Campo de refugiados de Moria, en la isla griega de Lesbos. Una jungla caótica de 13.000 almas convertida en un infierno de ceniza. Hace diez días un incendio destrozó el terreno en el que migrantes de decenas de países, la mayoría de Afganistán, se hacinaban para sobrevivir mientras desde hace meses se aferran a la débil esperanza de obtener el asilo que han solicitado a Grecia. Sin suelo donde sobrevivir y esperar para entrar en la península, sin tiendas o carpas bajo las que resguardarse, unos 2.000 refugiados se instalan ahora en otro campamento provisional a unos dos kilómetros de la capital de Lesbos, Mitiline; el resto de supervivientes hace cola para recibir comida y deja pasar las horas en las carreteras de los alrededores. Allí la ayuda es el aliento que separa la vida de la muerte, el aire que combate el olvido. Entre los cientos de voluntarios y cooperantes desplazados desde la fecha fatídica del incendio en Moria está el coruñés Pablo Fernández, que lleva casi cinco años ofreciendo apoyo humanitario en Grecia con la ONG Remar.
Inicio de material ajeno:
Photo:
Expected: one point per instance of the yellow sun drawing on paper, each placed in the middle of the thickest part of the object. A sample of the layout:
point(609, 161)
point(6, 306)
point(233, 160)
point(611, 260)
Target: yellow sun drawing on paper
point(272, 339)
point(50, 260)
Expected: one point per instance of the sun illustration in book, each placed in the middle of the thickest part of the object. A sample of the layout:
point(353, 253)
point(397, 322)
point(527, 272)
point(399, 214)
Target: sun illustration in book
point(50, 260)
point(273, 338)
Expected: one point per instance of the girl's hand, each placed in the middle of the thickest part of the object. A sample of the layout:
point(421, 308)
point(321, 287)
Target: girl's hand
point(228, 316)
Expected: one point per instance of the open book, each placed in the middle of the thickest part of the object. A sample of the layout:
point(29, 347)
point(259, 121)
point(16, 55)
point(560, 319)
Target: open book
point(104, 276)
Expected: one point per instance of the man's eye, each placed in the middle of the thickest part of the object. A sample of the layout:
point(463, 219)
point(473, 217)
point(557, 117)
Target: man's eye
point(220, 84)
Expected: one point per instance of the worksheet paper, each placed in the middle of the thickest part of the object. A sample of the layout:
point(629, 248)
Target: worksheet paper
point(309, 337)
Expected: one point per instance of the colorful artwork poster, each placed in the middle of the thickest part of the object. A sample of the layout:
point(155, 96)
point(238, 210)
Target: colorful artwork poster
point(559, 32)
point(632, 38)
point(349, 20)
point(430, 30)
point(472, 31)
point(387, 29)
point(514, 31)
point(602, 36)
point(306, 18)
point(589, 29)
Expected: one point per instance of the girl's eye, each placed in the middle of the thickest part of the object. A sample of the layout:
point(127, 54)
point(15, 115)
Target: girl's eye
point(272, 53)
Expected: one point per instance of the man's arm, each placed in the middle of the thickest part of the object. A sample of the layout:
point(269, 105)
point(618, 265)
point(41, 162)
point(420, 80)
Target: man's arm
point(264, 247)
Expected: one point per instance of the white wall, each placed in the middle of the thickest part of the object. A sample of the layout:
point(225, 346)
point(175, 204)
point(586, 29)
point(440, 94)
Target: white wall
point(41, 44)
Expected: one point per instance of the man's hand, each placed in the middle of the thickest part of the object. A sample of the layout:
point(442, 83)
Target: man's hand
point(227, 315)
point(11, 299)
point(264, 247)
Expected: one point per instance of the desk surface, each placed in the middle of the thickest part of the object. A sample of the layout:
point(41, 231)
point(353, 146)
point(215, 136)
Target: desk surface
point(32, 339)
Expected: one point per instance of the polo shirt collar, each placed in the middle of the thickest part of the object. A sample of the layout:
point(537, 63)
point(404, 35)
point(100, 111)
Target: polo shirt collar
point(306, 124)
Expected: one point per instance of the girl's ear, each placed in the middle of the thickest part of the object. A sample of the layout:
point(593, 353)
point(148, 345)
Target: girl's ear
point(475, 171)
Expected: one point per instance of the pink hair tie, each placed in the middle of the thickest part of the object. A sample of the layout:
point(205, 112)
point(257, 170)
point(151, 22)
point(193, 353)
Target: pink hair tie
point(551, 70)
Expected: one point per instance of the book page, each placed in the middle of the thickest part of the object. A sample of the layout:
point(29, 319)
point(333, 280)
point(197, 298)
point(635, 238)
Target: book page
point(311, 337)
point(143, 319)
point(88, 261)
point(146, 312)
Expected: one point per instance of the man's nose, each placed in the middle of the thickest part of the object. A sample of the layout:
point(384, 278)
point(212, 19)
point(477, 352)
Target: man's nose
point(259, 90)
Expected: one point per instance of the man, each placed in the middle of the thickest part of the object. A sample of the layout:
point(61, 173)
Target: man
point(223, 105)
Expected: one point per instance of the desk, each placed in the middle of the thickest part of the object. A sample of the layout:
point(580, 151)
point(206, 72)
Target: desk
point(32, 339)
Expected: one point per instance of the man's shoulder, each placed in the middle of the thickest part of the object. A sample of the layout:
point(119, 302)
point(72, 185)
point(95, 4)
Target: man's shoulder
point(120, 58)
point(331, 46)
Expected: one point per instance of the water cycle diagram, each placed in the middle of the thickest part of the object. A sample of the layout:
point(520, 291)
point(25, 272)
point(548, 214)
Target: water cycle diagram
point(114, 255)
"En toda esta tragedia la única buena noticia es que esto se ha llenado de voluntarios. Con el coronavirus apenas había y nadie viajaba hasta aquí, porque cuando Lesbos deja de ser noticia la gente se olvida y es difícil que venga ayuda. Ahora llegan los aviones llenos con periodistas y cooperantes de ONG o por libre que se acoplan a diferentes asociaciones", cuenta Fernández entre dos turnos de distribución de alimentos.

Esa es su función desde el día siguiente al incendio -no el primero pero sí el más destructivo- que vació Moria y dejó sin refugio a las 13.000 personas que se agolpaban en unos antiguos terrenos militares a las afueras de la localidad, convertidos en 2013 en campamento para quien huye de su país y busca un díficil futuro mejor. Su capacidad para 2.500 refugiados se quedó escasa hace tiempo y la vida entre sus muros es un continuo caos de pobreza, miedo y violencia.

"El campamento de Moria ya no existe, necesitará meses para quedar limpio, y ahora la comida se reparte en el provisional, donde se está trabajando para convertirlo seguramente en nuevo campamento, y en las calles y carreteras que hay antes de las barreras para acceder a Mitilini. Ahí estoy yo estos días, ayudando en la organización del reparto, que es un caos porque hay más de 10.000 personas en filas o grupos por la carretera", explica el voluntario coruñés.

Los cinco años de experiencia en Grecia han vacunado en cierta medida a Pablo Fernández contra situaciones de extrema emergencia y sufrimientos humanos, pero el dolor, la angustia y el miedo son sensaciones que difícilmente se dejan atrás cuando miles de personas sin patria sobreviven como pueden en las peores condiciones en campos de refugiados como el de Moria, donde el coruñés ha cooperado más de una vez. "En Moria quien estaba medianamente bien se instalaba en contenedores con su familia, pero los demás estaban en pequeñas tiendas, o en el suelo sien tiendas, o entre arbustos. No había visto nada como ahora tras el incendio, nada ha quedado en pie, todo es ceniza. Yo voy superando el miedo, pero notas que muchos voluntarios están intranquilos, tensos, y se sienten inseguros", dice.

A esa tensión contribuye el clima de rechazo que muchos griegos manifiestan por la situación de los refugiados, un choque que paradógicamente une a unos y otros pese a estar en extremos opuestos de un conflicto humanitario de muy compleja solución: "Estos días han llegado griegos radicales contrarios a los campamentos y ha crecido la tensión. Los refugiados se quejan porque no quieren seguir en Moria ni en Lesbos y los griegos se quejan porque no quieren a los refugiados en la isla. Con opiniones distintas, unos y otros están de acuerdo en algo por primera vez".

Cinco años en Grecia

Pablo Fernández lleva mucho tiempo sin pisar A Coruña ni regresar a España. Con la ONG Remar ha trabajado en un centro de rehabilitación de toxicómanos en Bari (Italia) y ha alternado labores de ayuda entre los campamentos de Moria en Lesbos y Malakasa a 40 kilómetros de Atenas -además de en otros enclaves- por la crisis de los refugiados.

Contaba a este periódico hace cinco meses que él y su mujer llegaron al país en 2015 con planes para estar un par de semanas, pero los conflictos se agravaron y les impactó tanto la situación que se encontraron que desde entonces siguen en Grecia. En Malakasa repartía ropa y calzado entre unos 1.700 refugiados y gestionaba una lavandería y un comedor social. En Lesbos ahora participa en la distribución de comida, él en las carreteras y su esposa en el campamento provisional que se ha levantado tras el incendio del de Moria.